Trauma-aware, healing-informed practice is a strength-based approach to healing that is guided by a shared understanding of, and responsiveness to, the impacts of trauma.
It prioritises cultural, spiritual, physical, psychological, and emotional safety.
Common elements of trauma-aware, healing-informed practice include creating safe places, where power and governance is shared, and strong healing action discussions are led by our communities. Healing has to be discussed, committed to and acted upon by all of us.
Heal Country reminds us that, for First Nations peoples, healing is not only for individuals and their immediate families, but it also occurs at individual, family, community, organisational and national levels.
Professor Larkin said The Healing Foundation works with Stolen Generations survivors and their communities to promote collective healing and more recently to minimise the effects on healing journeys of the COVID-19 pandemic.

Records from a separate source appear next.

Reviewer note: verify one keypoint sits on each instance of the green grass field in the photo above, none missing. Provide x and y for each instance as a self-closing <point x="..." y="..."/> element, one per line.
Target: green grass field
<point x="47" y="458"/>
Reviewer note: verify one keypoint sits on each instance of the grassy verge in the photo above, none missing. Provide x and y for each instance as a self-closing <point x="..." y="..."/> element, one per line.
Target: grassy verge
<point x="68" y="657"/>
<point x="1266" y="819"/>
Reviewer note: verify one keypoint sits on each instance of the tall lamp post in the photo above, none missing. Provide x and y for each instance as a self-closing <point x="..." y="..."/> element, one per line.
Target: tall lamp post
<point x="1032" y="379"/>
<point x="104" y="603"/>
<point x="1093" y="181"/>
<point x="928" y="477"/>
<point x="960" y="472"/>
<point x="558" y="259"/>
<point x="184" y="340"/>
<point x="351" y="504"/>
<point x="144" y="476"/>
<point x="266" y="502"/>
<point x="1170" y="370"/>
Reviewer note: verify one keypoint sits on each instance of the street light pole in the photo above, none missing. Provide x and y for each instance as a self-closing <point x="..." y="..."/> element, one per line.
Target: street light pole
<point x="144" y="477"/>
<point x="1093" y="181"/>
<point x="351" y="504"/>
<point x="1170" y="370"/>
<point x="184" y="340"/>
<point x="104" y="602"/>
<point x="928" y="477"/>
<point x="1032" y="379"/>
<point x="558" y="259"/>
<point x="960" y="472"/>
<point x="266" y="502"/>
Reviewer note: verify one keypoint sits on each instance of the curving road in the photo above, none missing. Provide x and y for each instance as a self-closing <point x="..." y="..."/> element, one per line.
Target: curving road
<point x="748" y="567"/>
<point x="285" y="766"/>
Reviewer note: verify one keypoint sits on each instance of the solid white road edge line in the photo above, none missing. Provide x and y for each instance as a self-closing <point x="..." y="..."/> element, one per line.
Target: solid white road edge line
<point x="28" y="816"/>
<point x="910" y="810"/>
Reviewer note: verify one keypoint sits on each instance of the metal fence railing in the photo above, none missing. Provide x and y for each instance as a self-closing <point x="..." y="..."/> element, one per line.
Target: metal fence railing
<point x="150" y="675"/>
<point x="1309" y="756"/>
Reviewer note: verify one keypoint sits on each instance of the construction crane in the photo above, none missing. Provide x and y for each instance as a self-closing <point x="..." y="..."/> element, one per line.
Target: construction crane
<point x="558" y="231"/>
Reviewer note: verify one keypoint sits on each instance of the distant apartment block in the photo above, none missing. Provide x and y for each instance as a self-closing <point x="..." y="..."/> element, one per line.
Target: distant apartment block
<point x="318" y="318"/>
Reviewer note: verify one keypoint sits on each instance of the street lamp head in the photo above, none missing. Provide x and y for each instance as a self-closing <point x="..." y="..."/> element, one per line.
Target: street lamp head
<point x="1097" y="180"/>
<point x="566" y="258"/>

“It’s important through NAIDOC Week and all year round that we continue to walk beside our peoples as they lead their healing journeys, and to make that effort to understand what our own role can be in supporting healing,” Professor Larkin said.
On 2 June 2021, The Healing Foundation released its Make Healing Happen report, which calls for urgent action to ensure healing for Stolen Generations survivors and descendants. The report is available here https://healingfoundation.org.au/make-healing-happen/
Various events inspired by the theme HEAL COUNTRY are taking place across the nation (see the National NAIDOC Committee’s website: www.naidoc.org.au).
The Healing Foundation is a national Aboriginal and Torres Strait Islander organisation that partners with communities to address trauma caused by the widespread and deliberate disruption of populations, cultures, and languages over 230 years. This includes specific actions like the forced removal of children from their families.